Thursday, January 26, 2006

I heart pears, and other fruits too

Bought 12 pears yesterday. Ya pears, as they are labelled, or as I know them, chinese yellow pears. The pears my dad would bring just for me from Taiwan and China, because I was the only one amongst us who loved them more than the oranges and apples strewn around the house (not that we had dustbunnies of fruits, but we've just had years where nothing else was in the refrigerator. And yet, we're all overweight. Hmmm). I remember breaking a saucer after trying to halve a pear. Biting into my first Bartlett and feeling sadly disappointed (I like the crisp crunch of the Ya variety); but falling in love completely with the tart sweetness of the Anjou with it's aroma and grainy mouth feel. I've poached them in wine and in cider, yet a fresh, cold pear still takes the prize.

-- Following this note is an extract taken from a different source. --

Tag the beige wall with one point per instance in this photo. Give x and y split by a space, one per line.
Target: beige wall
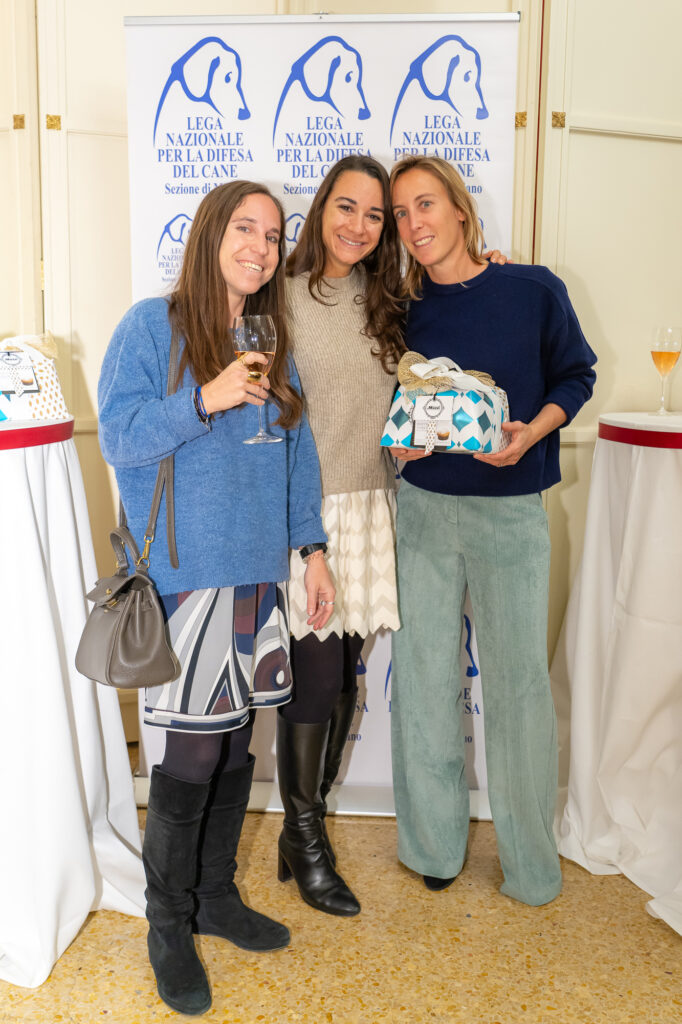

Other fruits that make me happy, dance for joy happy: white peaches (to die for in their peak, the aroma opens my salivary glands and I devour all I see in my path), bing and queen anne cherries (my favorite farmer's market find in the Northwest when I go to the US for summer), strawberries (wild sweet ones, and even the steroid mutants that don't look like fruit, more like Arnold Schwarzennegar-styled red pillows. Those I'd rather eat dipped in chocolate to avoid looking at all their muscles.), fresh blueberries, and sweet oranges. Lately, I've bought several Taiwan oranges in the Salcedo market and they've been wonderfully sweet. Eat them standing up watching traffic without the lights on, and you'd think you were anywhere but Manila.
That's not to say I avoid local fruits. Seasonally, I'm a sucker for the best mangos, duhats (with a sprinkling of salt to make them squishy), siniguelas (spelling? ditto on salt especially when not so ripe), lanzones, and our native bananas (who in their right mind wants to eat those cardboard clone bananas from some multi-national farm company without any flavor when we have so many good fruits around). Pineapples (with salt), papaya (with a squish of calamansi), and Calamansi of course. Dayap and Dalandan make our lives a whole lot better too.
Living in China, I found a plethora (love that word, Plethora, pllllethorrrra) of no-English-names fruit. A mutant orange that I finally found out was the kumquat (edible skin, not so edible innards, but just a nice combination of sweet and sour), some kind of berry with red spokes clustered around the seeds. Really good and haven't seen them anywhere else. And lychees, luckily they're known outside Asia too. But I found out that they raise too much heat in the body, that whole yin/yang thing. So I can only eat a few of those tasty morsels.
Huh, I just met someone who's never heard of papaya. Deprived soul!